For some who now understand that doing nothing is not an option, all kinds of creative plans are being concocted to move in the opposite direction: have their wife and adult children agree to take further action to conceal the foreign nest egg through the use of nominees, fake trusts or corporations, or converting their cash to gold and storing it in a European vault somewhere. Here is where people start to move out of the realm of just-take-your-medicine and agree to pay a 27.5% tribute to Uncle Sam as part of the Offshore Voluntary Disclosure Program, and into the world of cases which really gets the attention of the IRS’ Criminal Investigation Division. Here the risk is a three year criminal investigation and the possibility of prosecution and/or devastating penalties plus jail time. We have written many times that in the world of taxation, the dividing line between civil penalties and criminal prosecution is one of degree. It is one thing to simply have an account in Switzerland which is just sitting there, but quite another to take affirmative steps to further conceal the foreign money through paper transactions, deceptive schemes, suborning others to take part, or doing anything at all which puts people in the position of continuing the lie and cause them to file false returns and reports in the future.

The point here is very simple.
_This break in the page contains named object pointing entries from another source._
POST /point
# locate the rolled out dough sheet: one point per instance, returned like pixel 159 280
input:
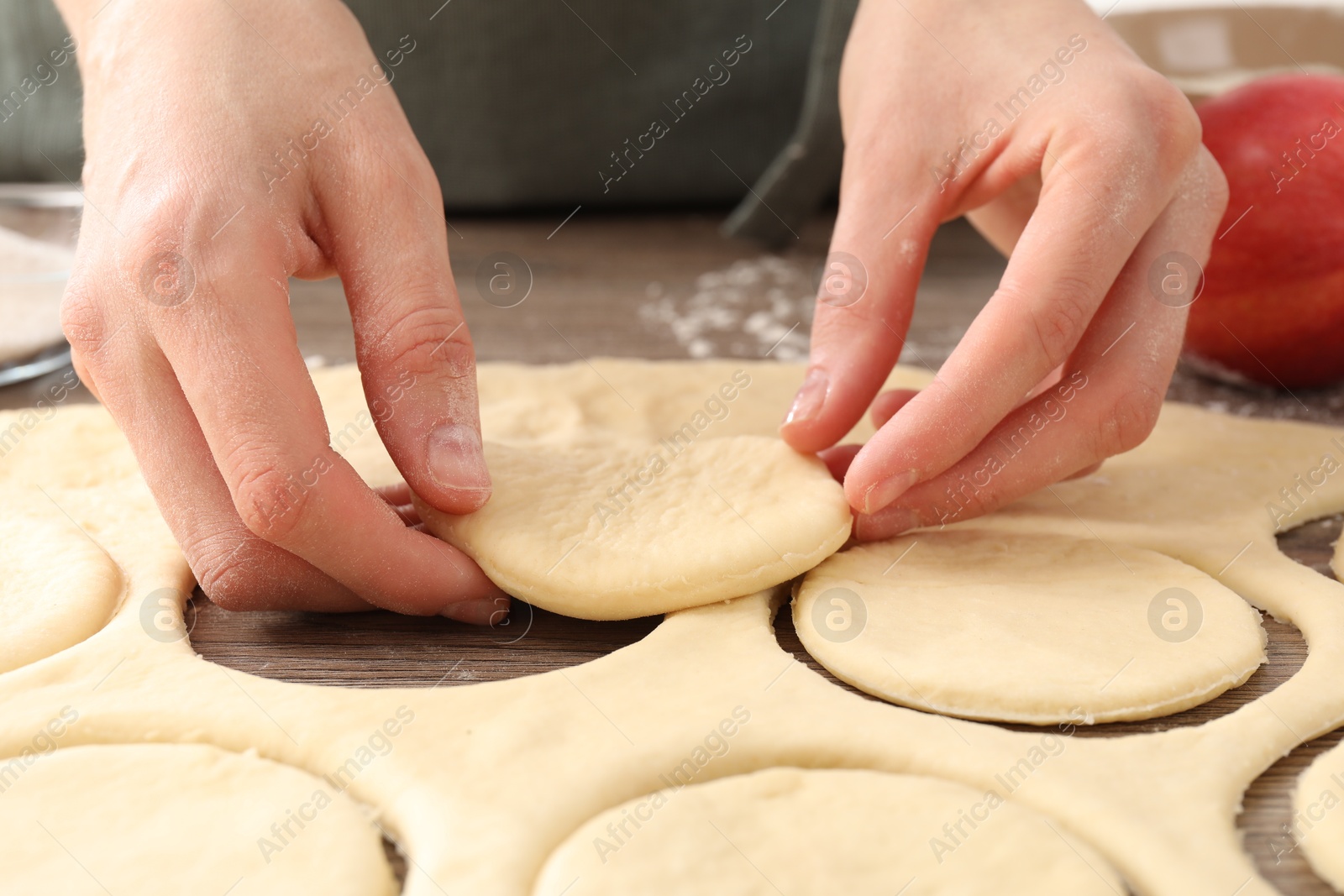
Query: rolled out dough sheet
pixel 163 820
pixel 491 778
pixel 793 831
pixel 1034 629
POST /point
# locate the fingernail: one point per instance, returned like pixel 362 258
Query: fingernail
pixel 812 396
pixel 456 459
pixel 887 490
pixel 887 524
pixel 479 611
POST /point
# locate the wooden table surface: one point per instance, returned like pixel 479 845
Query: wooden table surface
pixel 598 284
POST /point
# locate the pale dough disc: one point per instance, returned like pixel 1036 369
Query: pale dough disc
pixel 57 586
pixel 625 531
pixel 790 831
pixel 1026 627
pixel 167 819
pixel 1317 824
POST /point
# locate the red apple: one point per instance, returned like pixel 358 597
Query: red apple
pixel 1273 301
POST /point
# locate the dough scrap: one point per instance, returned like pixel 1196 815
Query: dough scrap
pixel 1026 627
pixel 793 831
pixel 624 531
pixel 181 819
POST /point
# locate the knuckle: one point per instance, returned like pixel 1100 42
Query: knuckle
pixel 1059 322
pixel 272 501
pixel 1168 114
pixel 82 320
pixel 1129 422
pixel 226 567
pixel 428 340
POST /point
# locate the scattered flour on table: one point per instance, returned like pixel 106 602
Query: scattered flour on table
pixel 754 307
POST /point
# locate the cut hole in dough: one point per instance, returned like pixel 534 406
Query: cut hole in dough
pixel 1032 629
pixel 792 831
pixel 167 819
pixel 57 586
pixel 622 531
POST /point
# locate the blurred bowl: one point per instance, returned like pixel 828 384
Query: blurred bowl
pixel 39 224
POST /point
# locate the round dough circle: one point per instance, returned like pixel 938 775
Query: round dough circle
pixel 1032 629
pixel 624 531
pixel 57 586
pixel 1319 817
pixel 800 831
pixel 168 819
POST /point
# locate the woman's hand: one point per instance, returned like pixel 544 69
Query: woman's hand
pixel 232 145
pixel 1068 154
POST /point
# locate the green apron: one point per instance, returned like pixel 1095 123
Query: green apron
pixel 528 103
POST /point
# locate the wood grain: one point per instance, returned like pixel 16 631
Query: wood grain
pixel 591 278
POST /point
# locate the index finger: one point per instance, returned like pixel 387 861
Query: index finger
pixel 1079 237
pixel 232 345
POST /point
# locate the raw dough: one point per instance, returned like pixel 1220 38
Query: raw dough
pixel 790 831
pixel 1026 627
pixel 165 820
pixel 490 778
pixel 33 278
pixel 58 586
pixel 1317 824
pixel 624 531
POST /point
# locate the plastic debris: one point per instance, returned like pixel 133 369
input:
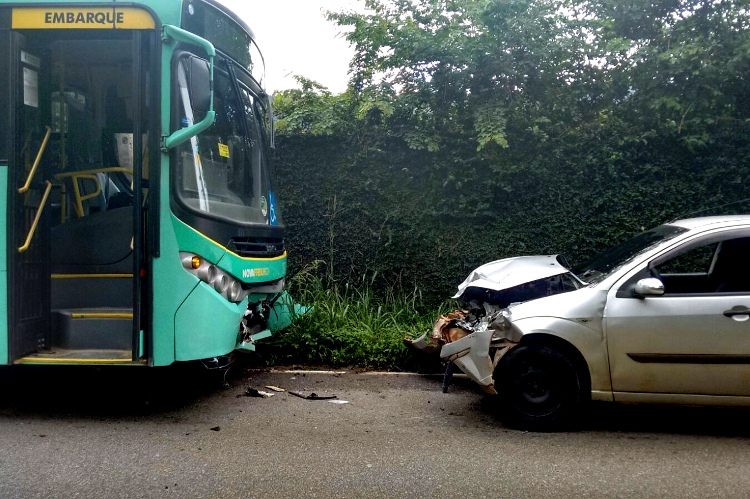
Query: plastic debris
pixel 312 396
pixel 252 392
The IRS is receiving plenty of applications on behalf of decedent’s estates to enter the Offshore Voluntary Disclosure Program. There are more than a few families who are wondering what on earth Dad was thinking when he set up the secret account in the first place. There are many heirs right now who are not the least bit happy about having to engage specialists in foreign tax issues and private investigators to clean up the mess caused by someone’s incredibly bad investment strategy.

But more importantly, people who may not be around five or ten years from now when the government finds out what they had overseas should think of the position in which they are placing their loved ones because of their own unwillingness to face the reality of the post-modern digital world.